Machine learning

Disciplinary field: Methods (Mandatory)
Level: M2
Credits: 3 ECTS

Teacher: Nicolas Desassis (Mines)
Teaching type: Cours/TD
Hourly volume: 22h – 30h max

Evaluation: Evaluation will be based on both a numerical project and a written exam (documents allowed).

Prerequisites: Notions de bases en probabilités et statistiques. Des notions sur les algorithmes numériques d’optimisation (type descente de gradient) sont utiles, mais ne sont pas du tout indispensables.

We are currently accumulating large amounts of data of all types (numerical, images, text, etc.). Exploiting them requires automating the mining and exploitation of these data. Many algorithms (including neural networks, SVM or random forests) make this possible at a scale unprecedented by classical statistics. This course presents a panorama of machine learning techniques, their theoretical and methodological framework, and various applications, inluding to geoscicences.

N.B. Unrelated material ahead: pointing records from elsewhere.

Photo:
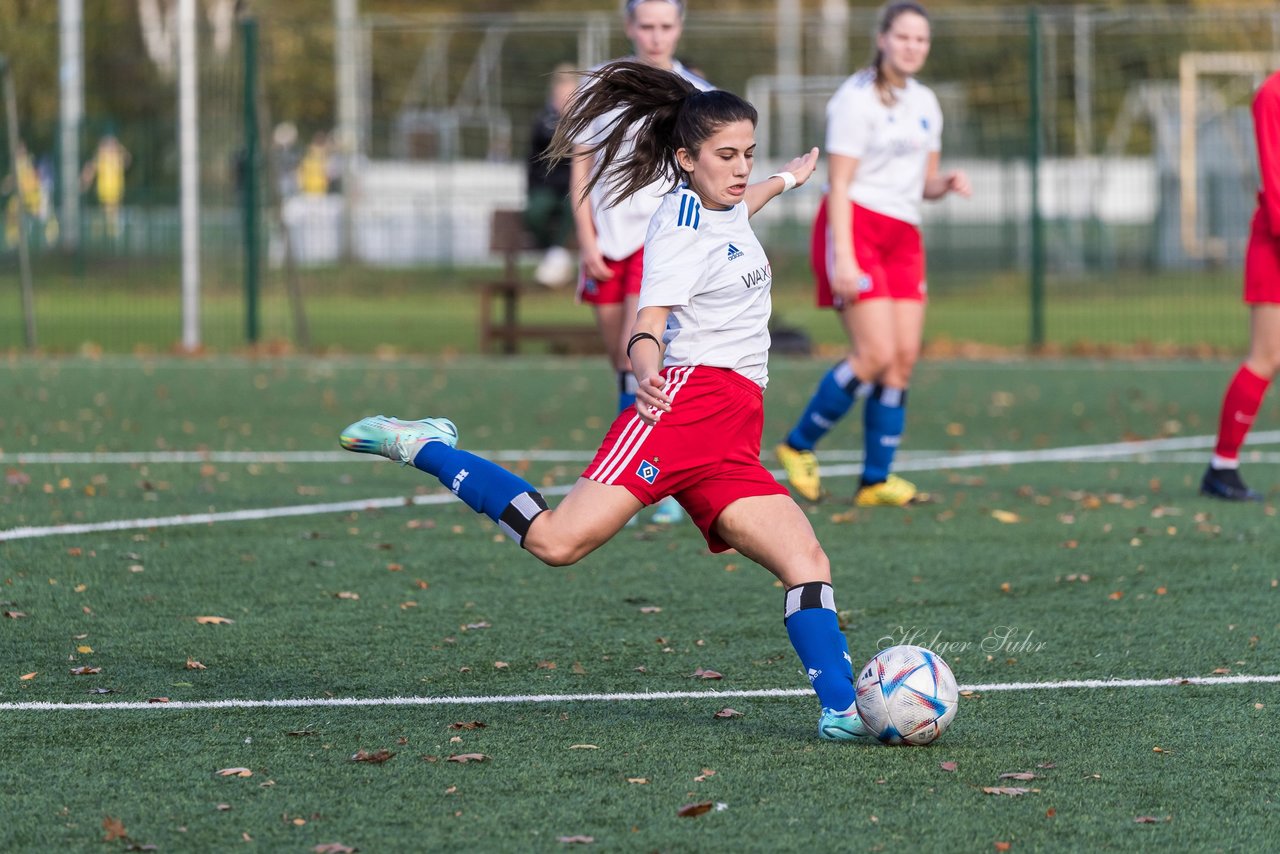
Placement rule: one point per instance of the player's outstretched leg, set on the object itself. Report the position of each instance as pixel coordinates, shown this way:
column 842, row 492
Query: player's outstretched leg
column 429, row 446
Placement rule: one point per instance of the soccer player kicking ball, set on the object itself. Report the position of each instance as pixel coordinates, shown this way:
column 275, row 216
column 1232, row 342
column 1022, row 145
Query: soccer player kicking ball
column 1262, row 293
column 699, row 350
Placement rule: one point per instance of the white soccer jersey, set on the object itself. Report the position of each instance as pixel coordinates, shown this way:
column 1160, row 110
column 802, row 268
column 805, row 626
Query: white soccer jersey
column 892, row 144
column 709, row 268
column 621, row 228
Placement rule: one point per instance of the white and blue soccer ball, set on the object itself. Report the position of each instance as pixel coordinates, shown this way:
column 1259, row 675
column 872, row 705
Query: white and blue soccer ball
column 906, row 695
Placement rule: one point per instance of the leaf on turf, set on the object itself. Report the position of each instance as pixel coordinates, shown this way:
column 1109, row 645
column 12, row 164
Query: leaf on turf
column 114, row 829
column 693, row 811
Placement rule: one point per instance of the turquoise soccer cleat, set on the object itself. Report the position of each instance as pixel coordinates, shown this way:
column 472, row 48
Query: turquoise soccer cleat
column 397, row 439
column 844, row 726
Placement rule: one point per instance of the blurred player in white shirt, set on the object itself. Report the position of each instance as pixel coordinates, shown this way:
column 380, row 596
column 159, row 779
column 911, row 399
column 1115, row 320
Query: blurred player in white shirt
column 883, row 149
column 611, row 231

Program – The course is made of 15 sessions of 2 hours, most of which will be split in 1 hour of lecture and 1 hour of hands-on practice in Python. Practicals will be hosted on Google Colab, so that students aren’t required to install anything locally.

The course will discuss the following topics:

  • Overview of machine learning problems; generalization and overfitting; model selection
  • Model evaluation and selection
  • Bayesian methods
  • Empirical risk minimization; linear and logistic regressions
  • Regularization
  • SVM and kernel methods
  • Feature selection
  • Unsupervised dimensionality reduction
  • Trees and ensemble methods
  • Clustering
  • Deep learning and images
  • Applications to geosciences

The course briefly introduces various paradigms and their applications, and focuses on practical aspects, in particular through hands-on sessions.